Pakistan Rupee Overvalued: REER Dip & Economic Outlook

Pakistan's Rupee Overvaluation Challenges

Pakistan Rupee Overvalued Despite Recent Dip in Exchange Rate

Even with a recent adjustment, the Pakistan Rupee remains overvalued, impacting the nation’s economic landscape. In December 2025, Pakistan’s Real Effective Exchange Rate (REER) eased slightly to 103.73. This indicated a minor moderation in the rupee’s relative valuation. However, this figure still sits above the 10-year average of 103.0, as reported by Topline Securities.

Understanding the Real Effective Exchange Rate (REER)

The Real Effective Exchange Rate serves as a crucial economic indicator. It measures a country’s currency value against a basket of trading partners, carefully adjusted for inflation differentials. Consequently, a REER reading above 100 suggests that the local currency is relatively overvalued compared to its peer economies. In contrast, a lower reading signals improving competitiveness for a nation’s exports.

Challenges and Outlook for Pakistan’s Rupee

Despite the recent decline, the fact that Pakistan’s REER persists above its long-term average highlights ongoing mild overvaluation pressure. This pressure affects the rupee against major trading partners. Market participants, therefore, closely monitor various economic factors.

Pakistan's Rupee Real Effective Exchange Rate Trends

Looking ahead, Topline Securities forecasts a modest strengthening of the Pakistani rupee against the US dollar. Their projection anticipates the PKR/USD rate closing below Rs. 285 by June 2026. However, this positive outlook hinges on several critical conditions.

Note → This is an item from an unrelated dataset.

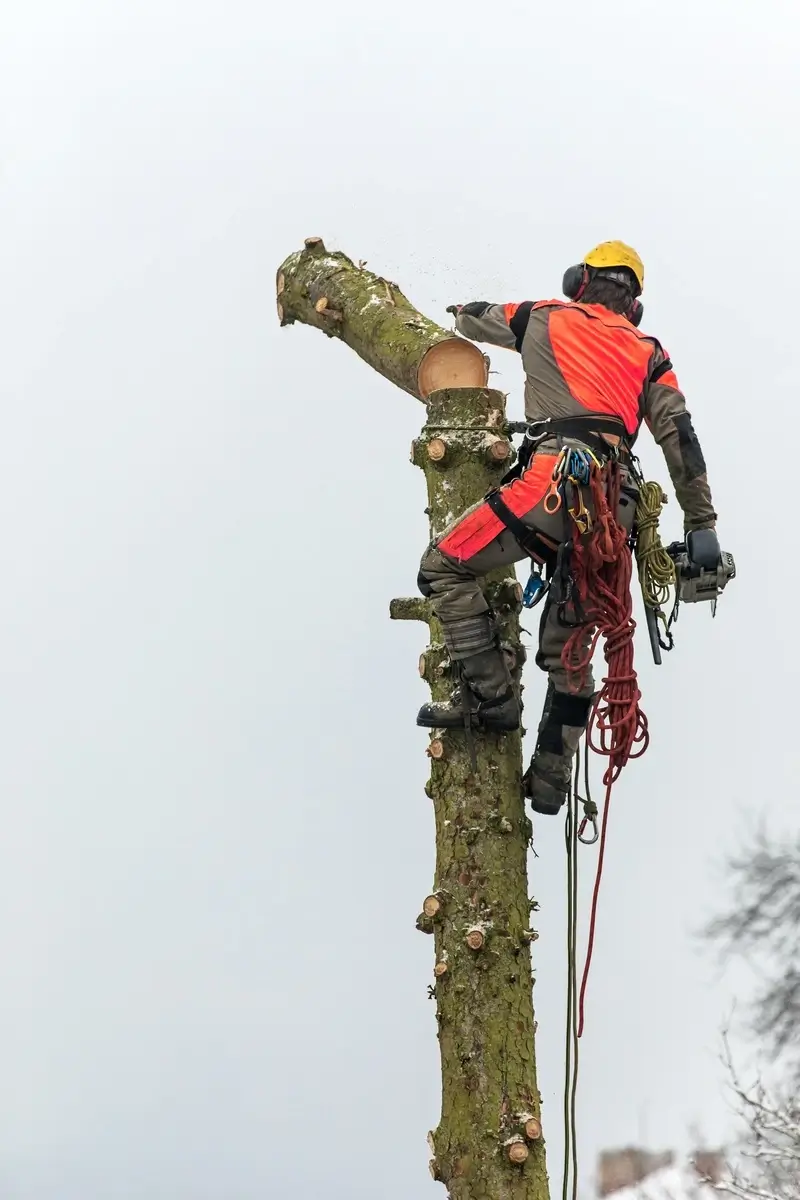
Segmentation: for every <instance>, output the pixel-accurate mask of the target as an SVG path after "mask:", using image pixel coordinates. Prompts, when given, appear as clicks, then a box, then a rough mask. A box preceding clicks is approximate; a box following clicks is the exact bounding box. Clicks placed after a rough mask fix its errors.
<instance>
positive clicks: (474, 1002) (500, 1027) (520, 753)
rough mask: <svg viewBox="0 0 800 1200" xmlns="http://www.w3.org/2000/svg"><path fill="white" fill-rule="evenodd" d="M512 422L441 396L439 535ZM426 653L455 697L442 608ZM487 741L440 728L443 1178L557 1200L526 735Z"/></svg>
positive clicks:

Factors Influencing Rupee Stability and Competitiveness

  • Sustained Foreign Inflows: Continued investment from abroad is essential.
  • Stable Remittance Growth: Consistent remittances from overseas Pakistanis provide vital support.
  • Controlled Imports: Managing import levels effectively helps stabilize the currency.
  • Policy Discipline: Adherence to Pakistan’s ongoing economic reform framework is paramount.

Analysts emphasize that a further decline in the REER towards its long-term average could significantly enhance Pakistan’s trade competitiveness. Moreover, such a shift would concurrently help keep inflationary pressures in check, benefiting the broader economy.